Equity Kicker means any equity security or any other security that is not eligible for purchase by the Issuer but is received with respect to a Collateral Debt Obligation or purchased as part of a “unit” with a Collateral Debt Obligation.
Equity Kicker means any warrants or conversion rights given by Aspen as partial consideration for a loan from an Unaffiliated Institutional Lender, and any equity interests issued upon the exercise of such warrants or conversion rights.
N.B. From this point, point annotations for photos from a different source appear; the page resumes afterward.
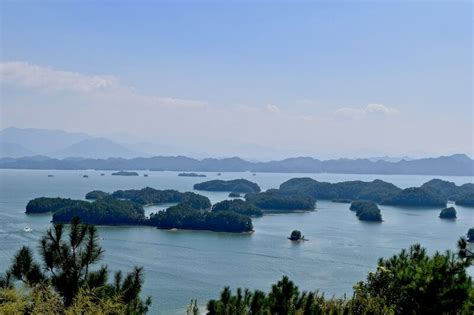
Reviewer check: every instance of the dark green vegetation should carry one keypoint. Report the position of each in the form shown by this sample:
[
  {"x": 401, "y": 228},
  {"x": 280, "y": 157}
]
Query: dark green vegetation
[
  {"x": 448, "y": 213},
  {"x": 68, "y": 260},
  {"x": 408, "y": 283},
  {"x": 125, "y": 173},
  {"x": 376, "y": 190},
  {"x": 148, "y": 196},
  {"x": 449, "y": 189},
  {"x": 274, "y": 199},
  {"x": 96, "y": 194},
  {"x": 235, "y": 185},
  {"x": 238, "y": 206},
  {"x": 417, "y": 197},
  {"x": 45, "y": 204},
  {"x": 366, "y": 211},
  {"x": 295, "y": 235},
  {"x": 125, "y": 207},
  {"x": 183, "y": 216},
  {"x": 434, "y": 193},
  {"x": 342, "y": 200},
  {"x": 105, "y": 211},
  {"x": 191, "y": 175},
  {"x": 470, "y": 235}
]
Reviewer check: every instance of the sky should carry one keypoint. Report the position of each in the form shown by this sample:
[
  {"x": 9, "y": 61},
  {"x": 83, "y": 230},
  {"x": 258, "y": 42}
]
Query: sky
[{"x": 254, "y": 78}]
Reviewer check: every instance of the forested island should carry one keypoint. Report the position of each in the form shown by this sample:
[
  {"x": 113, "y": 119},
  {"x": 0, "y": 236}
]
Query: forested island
[
  {"x": 448, "y": 213},
  {"x": 417, "y": 197},
  {"x": 194, "y": 211},
  {"x": 151, "y": 196},
  {"x": 376, "y": 190},
  {"x": 235, "y": 185},
  {"x": 238, "y": 206},
  {"x": 125, "y": 173},
  {"x": 434, "y": 193},
  {"x": 366, "y": 211},
  {"x": 276, "y": 200},
  {"x": 191, "y": 175},
  {"x": 183, "y": 216}
]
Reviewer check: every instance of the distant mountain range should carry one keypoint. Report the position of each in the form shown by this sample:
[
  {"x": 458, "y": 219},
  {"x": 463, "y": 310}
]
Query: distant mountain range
[
  {"x": 17, "y": 142},
  {"x": 57, "y": 149},
  {"x": 456, "y": 165}
]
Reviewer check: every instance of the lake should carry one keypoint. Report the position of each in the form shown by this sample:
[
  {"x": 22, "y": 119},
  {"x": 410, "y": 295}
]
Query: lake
[{"x": 181, "y": 265}]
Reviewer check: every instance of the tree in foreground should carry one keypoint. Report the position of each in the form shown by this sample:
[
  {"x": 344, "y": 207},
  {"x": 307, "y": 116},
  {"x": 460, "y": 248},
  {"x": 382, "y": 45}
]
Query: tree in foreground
[
  {"x": 411, "y": 282},
  {"x": 67, "y": 273}
]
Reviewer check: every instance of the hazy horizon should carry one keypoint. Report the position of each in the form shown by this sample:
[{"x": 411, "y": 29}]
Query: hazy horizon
[{"x": 290, "y": 81}]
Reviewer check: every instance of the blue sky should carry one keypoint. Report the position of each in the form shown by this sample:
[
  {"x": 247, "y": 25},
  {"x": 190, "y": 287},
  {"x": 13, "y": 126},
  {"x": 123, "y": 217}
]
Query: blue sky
[{"x": 315, "y": 61}]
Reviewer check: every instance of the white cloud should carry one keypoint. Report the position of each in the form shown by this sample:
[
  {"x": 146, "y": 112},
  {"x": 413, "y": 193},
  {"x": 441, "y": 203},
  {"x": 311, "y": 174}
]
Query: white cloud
[
  {"x": 272, "y": 109},
  {"x": 370, "y": 109},
  {"x": 32, "y": 76},
  {"x": 105, "y": 87}
]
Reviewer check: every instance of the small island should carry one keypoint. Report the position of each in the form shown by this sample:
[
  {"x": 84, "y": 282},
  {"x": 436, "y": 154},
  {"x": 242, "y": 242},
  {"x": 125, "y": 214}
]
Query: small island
[
  {"x": 275, "y": 200},
  {"x": 151, "y": 196},
  {"x": 366, "y": 211},
  {"x": 470, "y": 235},
  {"x": 96, "y": 194},
  {"x": 376, "y": 190},
  {"x": 125, "y": 173},
  {"x": 448, "y": 213},
  {"x": 235, "y": 185},
  {"x": 182, "y": 216},
  {"x": 50, "y": 205},
  {"x": 238, "y": 206},
  {"x": 191, "y": 175},
  {"x": 296, "y": 236},
  {"x": 465, "y": 200},
  {"x": 417, "y": 197},
  {"x": 341, "y": 200}
]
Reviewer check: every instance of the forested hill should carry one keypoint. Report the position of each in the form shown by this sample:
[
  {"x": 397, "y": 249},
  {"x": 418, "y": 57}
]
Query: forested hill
[{"x": 458, "y": 164}]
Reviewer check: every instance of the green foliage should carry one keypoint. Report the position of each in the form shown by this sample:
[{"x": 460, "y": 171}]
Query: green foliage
[
  {"x": 415, "y": 283},
  {"x": 45, "y": 204},
  {"x": 417, "y": 197},
  {"x": 105, "y": 211},
  {"x": 235, "y": 185},
  {"x": 237, "y": 206},
  {"x": 68, "y": 259},
  {"x": 366, "y": 211},
  {"x": 408, "y": 283},
  {"x": 183, "y": 216},
  {"x": 96, "y": 194},
  {"x": 274, "y": 199},
  {"x": 448, "y": 213},
  {"x": 150, "y": 195},
  {"x": 125, "y": 173},
  {"x": 376, "y": 190}
]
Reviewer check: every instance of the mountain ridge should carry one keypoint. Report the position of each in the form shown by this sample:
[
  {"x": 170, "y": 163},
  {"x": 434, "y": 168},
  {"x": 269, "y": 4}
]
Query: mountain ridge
[{"x": 454, "y": 165}]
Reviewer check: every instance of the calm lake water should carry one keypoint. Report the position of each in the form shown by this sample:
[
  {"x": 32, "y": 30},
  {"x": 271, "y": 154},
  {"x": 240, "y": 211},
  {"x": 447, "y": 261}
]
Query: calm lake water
[{"x": 181, "y": 265}]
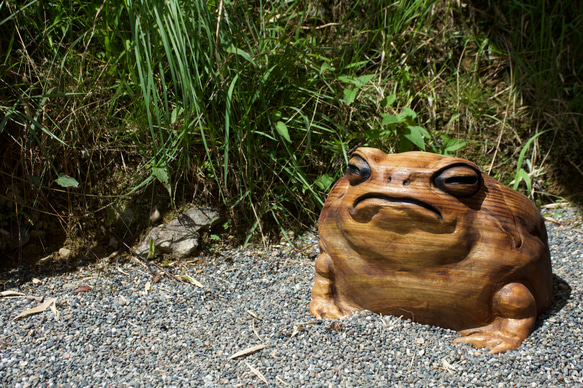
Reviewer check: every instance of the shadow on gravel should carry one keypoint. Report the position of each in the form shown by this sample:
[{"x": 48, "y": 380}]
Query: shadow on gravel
[{"x": 562, "y": 292}]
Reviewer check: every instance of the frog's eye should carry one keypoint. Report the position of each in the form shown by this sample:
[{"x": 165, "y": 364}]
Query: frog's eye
[
  {"x": 459, "y": 181},
  {"x": 357, "y": 170}
]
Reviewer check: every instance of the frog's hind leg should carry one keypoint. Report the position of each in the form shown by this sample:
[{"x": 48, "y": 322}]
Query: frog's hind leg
[
  {"x": 515, "y": 309},
  {"x": 324, "y": 291}
]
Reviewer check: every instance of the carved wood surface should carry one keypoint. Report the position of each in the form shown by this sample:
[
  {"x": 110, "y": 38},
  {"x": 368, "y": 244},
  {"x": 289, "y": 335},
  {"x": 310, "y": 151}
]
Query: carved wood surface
[{"x": 431, "y": 238}]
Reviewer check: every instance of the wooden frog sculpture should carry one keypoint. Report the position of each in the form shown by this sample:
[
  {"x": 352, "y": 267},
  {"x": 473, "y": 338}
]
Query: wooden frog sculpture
[{"x": 429, "y": 237}]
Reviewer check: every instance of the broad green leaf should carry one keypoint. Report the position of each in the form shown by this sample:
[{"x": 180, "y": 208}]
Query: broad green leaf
[
  {"x": 282, "y": 130},
  {"x": 388, "y": 100},
  {"x": 407, "y": 113},
  {"x": 350, "y": 95},
  {"x": 363, "y": 80},
  {"x": 67, "y": 181},
  {"x": 390, "y": 119},
  {"x": 415, "y": 136},
  {"x": 161, "y": 173},
  {"x": 346, "y": 79}
]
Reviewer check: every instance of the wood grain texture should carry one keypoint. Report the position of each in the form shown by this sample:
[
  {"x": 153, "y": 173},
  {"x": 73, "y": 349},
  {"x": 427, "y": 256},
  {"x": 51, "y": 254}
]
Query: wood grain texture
[{"x": 431, "y": 238}]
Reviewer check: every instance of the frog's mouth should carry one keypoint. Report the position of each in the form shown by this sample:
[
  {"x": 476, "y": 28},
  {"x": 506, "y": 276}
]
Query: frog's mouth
[{"x": 368, "y": 205}]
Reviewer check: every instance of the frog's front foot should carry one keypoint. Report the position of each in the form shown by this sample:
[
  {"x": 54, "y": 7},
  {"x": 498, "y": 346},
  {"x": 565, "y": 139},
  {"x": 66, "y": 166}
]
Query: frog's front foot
[
  {"x": 515, "y": 310},
  {"x": 323, "y": 303},
  {"x": 325, "y": 308}
]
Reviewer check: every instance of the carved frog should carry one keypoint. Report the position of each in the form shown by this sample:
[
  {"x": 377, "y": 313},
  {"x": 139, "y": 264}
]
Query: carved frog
[{"x": 430, "y": 238}]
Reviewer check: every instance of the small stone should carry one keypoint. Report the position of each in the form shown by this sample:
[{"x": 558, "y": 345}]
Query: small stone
[{"x": 64, "y": 253}]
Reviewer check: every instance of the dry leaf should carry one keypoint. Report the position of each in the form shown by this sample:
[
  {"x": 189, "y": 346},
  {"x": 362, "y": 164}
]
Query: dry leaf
[
  {"x": 257, "y": 373},
  {"x": 191, "y": 280},
  {"x": 253, "y": 315},
  {"x": 11, "y": 293},
  {"x": 247, "y": 351},
  {"x": 35, "y": 310}
]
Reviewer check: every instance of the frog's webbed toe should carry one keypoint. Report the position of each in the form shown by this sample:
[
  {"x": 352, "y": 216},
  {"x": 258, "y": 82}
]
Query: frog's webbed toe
[
  {"x": 515, "y": 310},
  {"x": 497, "y": 337},
  {"x": 325, "y": 309},
  {"x": 323, "y": 303}
]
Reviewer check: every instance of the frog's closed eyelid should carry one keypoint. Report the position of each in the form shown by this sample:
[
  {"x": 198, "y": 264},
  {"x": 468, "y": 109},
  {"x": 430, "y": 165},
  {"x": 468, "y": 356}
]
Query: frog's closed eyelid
[
  {"x": 458, "y": 180},
  {"x": 357, "y": 170}
]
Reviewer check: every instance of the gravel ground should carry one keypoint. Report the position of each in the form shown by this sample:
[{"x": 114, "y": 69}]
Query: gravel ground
[{"x": 127, "y": 330}]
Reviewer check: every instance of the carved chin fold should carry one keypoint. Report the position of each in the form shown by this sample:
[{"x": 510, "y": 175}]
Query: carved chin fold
[{"x": 393, "y": 209}]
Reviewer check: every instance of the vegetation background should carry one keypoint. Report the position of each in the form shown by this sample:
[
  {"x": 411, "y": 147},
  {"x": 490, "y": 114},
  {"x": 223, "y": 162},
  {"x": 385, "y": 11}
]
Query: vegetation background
[{"x": 110, "y": 109}]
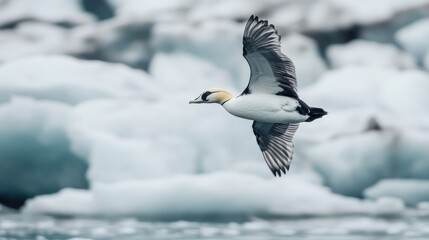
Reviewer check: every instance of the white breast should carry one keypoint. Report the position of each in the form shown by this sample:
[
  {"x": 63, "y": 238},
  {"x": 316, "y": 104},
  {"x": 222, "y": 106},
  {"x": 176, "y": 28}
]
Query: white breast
[{"x": 265, "y": 108}]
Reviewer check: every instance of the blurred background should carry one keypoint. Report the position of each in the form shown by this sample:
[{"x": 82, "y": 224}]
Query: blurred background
[{"x": 98, "y": 141}]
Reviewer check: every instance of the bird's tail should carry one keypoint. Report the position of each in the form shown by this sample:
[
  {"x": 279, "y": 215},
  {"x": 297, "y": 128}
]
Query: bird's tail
[{"x": 316, "y": 113}]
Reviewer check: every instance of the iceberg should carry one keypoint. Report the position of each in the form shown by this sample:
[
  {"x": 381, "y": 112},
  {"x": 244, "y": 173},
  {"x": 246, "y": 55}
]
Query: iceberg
[
  {"x": 367, "y": 53},
  {"x": 68, "y": 12},
  {"x": 219, "y": 194},
  {"x": 35, "y": 154},
  {"x": 69, "y": 80},
  {"x": 413, "y": 38},
  {"x": 410, "y": 191},
  {"x": 352, "y": 82},
  {"x": 304, "y": 53}
]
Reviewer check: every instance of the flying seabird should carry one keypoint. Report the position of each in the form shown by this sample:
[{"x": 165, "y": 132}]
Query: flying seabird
[{"x": 270, "y": 98}]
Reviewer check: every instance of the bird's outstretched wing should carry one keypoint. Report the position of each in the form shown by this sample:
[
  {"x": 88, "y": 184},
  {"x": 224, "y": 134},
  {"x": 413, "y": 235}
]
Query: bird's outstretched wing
[
  {"x": 272, "y": 72},
  {"x": 275, "y": 142}
]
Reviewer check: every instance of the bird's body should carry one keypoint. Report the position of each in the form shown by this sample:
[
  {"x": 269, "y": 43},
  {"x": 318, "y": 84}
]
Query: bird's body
[
  {"x": 270, "y": 99},
  {"x": 265, "y": 108}
]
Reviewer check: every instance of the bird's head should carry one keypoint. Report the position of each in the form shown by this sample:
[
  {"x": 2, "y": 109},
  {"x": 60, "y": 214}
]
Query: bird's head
[{"x": 213, "y": 95}]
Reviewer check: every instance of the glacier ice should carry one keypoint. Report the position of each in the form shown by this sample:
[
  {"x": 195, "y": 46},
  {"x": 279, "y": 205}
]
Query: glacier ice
[
  {"x": 208, "y": 195},
  {"x": 381, "y": 88},
  {"x": 35, "y": 154},
  {"x": 61, "y": 12},
  {"x": 411, "y": 191},
  {"x": 356, "y": 53},
  {"x": 31, "y": 38},
  {"x": 304, "y": 53},
  {"x": 68, "y": 80},
  {"x": 131, "y": 134},
  {"x": 414, "y": 38}
]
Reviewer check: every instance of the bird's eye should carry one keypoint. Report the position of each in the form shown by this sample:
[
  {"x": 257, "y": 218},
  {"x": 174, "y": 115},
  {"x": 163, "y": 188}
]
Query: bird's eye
[{"x": 205, "y": 95}]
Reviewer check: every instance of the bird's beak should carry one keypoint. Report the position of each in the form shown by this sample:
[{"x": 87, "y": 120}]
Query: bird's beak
[{"x": 196, "y": 101}]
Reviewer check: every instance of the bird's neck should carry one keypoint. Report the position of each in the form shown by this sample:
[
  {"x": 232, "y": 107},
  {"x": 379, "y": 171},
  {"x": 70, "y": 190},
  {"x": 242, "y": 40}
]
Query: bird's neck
[{"x": 223, "y": 97}]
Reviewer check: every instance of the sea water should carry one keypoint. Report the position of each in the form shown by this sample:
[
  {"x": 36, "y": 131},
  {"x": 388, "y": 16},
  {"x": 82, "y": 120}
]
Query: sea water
[{"x": 21, "y": 226}]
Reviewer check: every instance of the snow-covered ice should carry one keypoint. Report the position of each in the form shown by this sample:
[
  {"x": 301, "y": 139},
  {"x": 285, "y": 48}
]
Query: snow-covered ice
[
  {"x": 367, "y": 53},
  {"x": 34, "y": 147},
  {"x": 53, "y": 11},
  {"x": 69, "y": 80},
  {"x": 412, "y": 192},
  {"x": 304, "y": 53},
  {"x": 216, "y": 194},
  {"x": 380, "y": 88},
  {"x": 414, "y": 38}
]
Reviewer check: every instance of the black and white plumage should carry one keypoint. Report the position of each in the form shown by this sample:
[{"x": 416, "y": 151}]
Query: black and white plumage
[
  {"x": 271, "y": 71},
  {"x": 270, "y": 98}
]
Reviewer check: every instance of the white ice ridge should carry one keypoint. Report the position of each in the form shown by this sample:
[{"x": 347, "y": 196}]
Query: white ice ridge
[
  {"x": 411, "y": 191},
  {"x": 215, "y": 194}
]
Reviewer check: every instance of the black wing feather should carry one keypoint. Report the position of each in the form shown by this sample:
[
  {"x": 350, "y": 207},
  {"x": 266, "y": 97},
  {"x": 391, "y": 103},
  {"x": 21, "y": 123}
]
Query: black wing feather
[
  {"x": 261, "y": 48},
  {"x": 275, "y": 142}
]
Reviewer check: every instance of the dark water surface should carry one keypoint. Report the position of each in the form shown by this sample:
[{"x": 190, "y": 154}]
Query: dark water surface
[{"x": 21, "y": 226}]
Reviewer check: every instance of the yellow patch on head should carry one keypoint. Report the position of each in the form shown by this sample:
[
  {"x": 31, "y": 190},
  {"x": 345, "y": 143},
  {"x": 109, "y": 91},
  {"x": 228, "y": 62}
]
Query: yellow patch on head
[{"x": 220, "y": 95}]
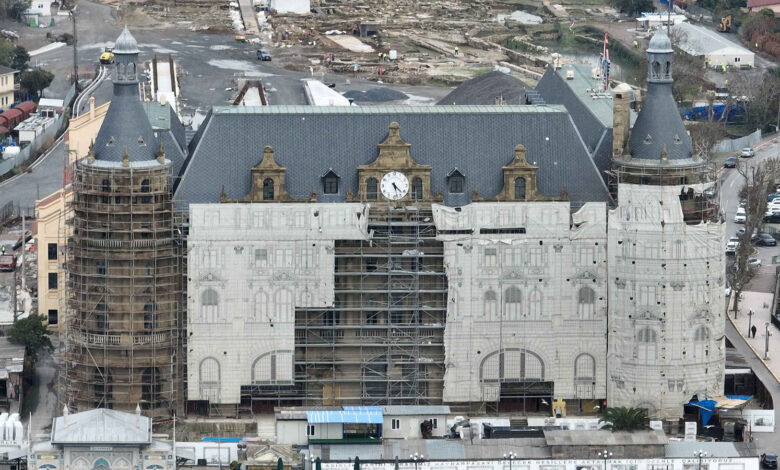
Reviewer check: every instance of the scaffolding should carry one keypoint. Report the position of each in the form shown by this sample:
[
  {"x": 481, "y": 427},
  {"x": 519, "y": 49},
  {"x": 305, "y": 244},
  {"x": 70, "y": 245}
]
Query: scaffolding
[
  {"x": 122, "y": 335},
  {"x": 382, "y": 342}
]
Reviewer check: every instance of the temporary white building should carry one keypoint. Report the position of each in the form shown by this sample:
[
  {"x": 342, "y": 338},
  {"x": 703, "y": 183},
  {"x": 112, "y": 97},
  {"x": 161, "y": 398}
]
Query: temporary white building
[
  {"x": 300, "y": 7},
  {"x": 717, "y": 51}
]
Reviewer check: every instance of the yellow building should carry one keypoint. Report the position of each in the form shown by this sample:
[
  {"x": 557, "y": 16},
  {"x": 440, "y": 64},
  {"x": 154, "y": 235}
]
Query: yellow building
[
  {"x": 6, "y": 87},
  {"x": 84, "y": 129},
  {"x": 50, "y": 213},
  {"x": 50, "y": 224}
]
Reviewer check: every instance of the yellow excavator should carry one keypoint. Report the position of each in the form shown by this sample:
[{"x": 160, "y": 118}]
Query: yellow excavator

Equity Kicker. Simultaneously with the purchase of the Notes, each Lender will receive shares of the Company’s common stock in an amount equal to 20% of the amount loaned so that, by way of example, if an Lender purchases $1,500,000 in Notes, such Lender will receive the number of shares of common stock equal to $300,000 based on the closing price for the 15 trading days prior to such purchase. The Company is also offering $150,000 in warrants each exercisable within 3 years at a price of $0.25. Each Lender will receive its pro rata share of such warrants. Additionally, the Company is offering another $150,000 in warrants each exercisable at a price of $0.50 cents. Each Lender that converts its Notes into shares will receive its pro rata share of such warrants. By way of example, a Lender who purchases $500,000 in notes, will receive $50,000 in such warrants. Short Sale and Manipulation: There will be no short selling or other manipulation, directly or indirectly, of the price of the shares of the Company’s common stock at any time during which the Notes are outstanding. Anti-dilution Provisions: In the event that the Company issues additional securities at a purchase price less than the current conversion price on the common shares being offered hereby, such conversion price shall be adjusted in accordance with the following formula: CP2 = CP1 * (A+B) / (A+C) CP2 = Conversion price in effect immediately after new issue CP1 = Conversion price in effect immediately prior to new issue A = Number of shares of common stock deemed to be outstanding immediately prior to new issue (includes all shares of outstanding common stock and all outstanding options on an as-exercised basis; and does not include any convertible securities converting into this round of financing)
Equity Kicker. As defined in Section 2.5 below.